Ahoi hoi folks,
as I have various smaller points I would like to mention/outline, I thought creating a comprehensive post would be better than creating one for each. However, if the latter is preferred, I can of course also adapt things accordingly. Please just let me know. Within the comments/points, typos and words/phrases that should be added/changed are marked in bold.
-
cell 7: maybe add info that there won’t be any output yet
-
model graphic: “…input and sets …”, “…either predict (for classifiers or regressors)…”,“…are specific to each type of model.”
-
I think the train-test split could be explained more in-depth given it’s central importance, maybe a brief example/graphic could be added to stress the corresponding bias
-
maybe some information/pointers wrt different scoring functions could be added, both in reference to the manually conducted one (cell 11/12/13) and the one utilized within “score”
-
adding the distribution plots from the previous lecture again (e.g.) could be helpful for participants, maybe also add a graphic showing the performance of the model so that participant have all aspects: model, score and visualization
-
exercise M1.03: maybe this was just a problem on my end, but the exercise notebook is incomplete and has the actual solution in it
-
preprocessing for numerical features:
- cell 6: maybe add note that calling
.fit
has no output - cell 11: “and will assign automatically a name at steps based on the name of the classes.” → not entirely clear/sure what this means
- cell 15: “…which was not scaling features.”

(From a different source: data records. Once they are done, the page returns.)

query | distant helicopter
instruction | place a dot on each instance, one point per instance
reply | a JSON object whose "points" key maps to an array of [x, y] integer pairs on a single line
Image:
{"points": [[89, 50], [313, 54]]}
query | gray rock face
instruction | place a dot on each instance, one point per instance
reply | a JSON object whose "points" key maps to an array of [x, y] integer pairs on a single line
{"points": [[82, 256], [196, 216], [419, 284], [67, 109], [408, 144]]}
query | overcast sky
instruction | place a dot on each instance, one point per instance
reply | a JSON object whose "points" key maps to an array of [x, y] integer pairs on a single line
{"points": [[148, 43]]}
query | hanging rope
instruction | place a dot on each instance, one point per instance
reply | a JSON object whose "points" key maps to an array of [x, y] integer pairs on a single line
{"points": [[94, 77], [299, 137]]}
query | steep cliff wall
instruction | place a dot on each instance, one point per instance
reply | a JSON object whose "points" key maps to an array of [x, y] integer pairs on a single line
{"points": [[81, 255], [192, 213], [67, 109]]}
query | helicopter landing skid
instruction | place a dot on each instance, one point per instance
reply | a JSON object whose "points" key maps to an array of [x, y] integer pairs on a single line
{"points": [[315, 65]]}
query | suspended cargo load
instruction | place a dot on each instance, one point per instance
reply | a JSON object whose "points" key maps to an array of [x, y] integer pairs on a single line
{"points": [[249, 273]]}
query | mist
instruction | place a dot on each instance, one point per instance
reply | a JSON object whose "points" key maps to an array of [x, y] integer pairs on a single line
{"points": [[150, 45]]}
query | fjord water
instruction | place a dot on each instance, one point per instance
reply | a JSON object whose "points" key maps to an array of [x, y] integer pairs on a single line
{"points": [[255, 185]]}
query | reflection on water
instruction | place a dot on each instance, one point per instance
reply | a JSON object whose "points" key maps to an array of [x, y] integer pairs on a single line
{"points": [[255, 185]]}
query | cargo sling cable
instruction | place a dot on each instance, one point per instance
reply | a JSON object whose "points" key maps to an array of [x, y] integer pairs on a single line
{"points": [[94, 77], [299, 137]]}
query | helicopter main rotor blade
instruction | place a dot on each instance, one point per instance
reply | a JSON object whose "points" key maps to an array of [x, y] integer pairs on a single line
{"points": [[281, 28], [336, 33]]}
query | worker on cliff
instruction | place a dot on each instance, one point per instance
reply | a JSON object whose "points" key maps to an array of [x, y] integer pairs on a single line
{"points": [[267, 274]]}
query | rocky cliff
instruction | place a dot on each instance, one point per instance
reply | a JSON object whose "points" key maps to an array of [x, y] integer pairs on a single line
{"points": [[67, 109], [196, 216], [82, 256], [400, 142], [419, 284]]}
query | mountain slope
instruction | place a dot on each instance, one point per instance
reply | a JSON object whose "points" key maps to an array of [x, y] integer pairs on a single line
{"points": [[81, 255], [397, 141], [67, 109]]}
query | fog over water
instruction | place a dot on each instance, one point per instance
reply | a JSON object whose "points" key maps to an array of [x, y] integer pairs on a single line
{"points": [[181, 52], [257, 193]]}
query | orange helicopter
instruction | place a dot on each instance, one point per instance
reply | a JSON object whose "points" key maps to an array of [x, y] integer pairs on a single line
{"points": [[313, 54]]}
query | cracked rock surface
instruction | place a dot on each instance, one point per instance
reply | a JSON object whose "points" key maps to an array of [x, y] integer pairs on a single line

- cell 17: “We see that scaling the data before training the logistic regression …”
- cell 17 in Warning: “There is also the catastrophic scenario …”
- Model evaluation using cross-validation: “….aggregating the model’s statistical performance.”
- cell 18: “Additional information can be returned, …”
- cell 6: maybe add note that calling
I hope the points/comments are understandable. If not, please let me know if you have questions.
HTH, cheers, Peer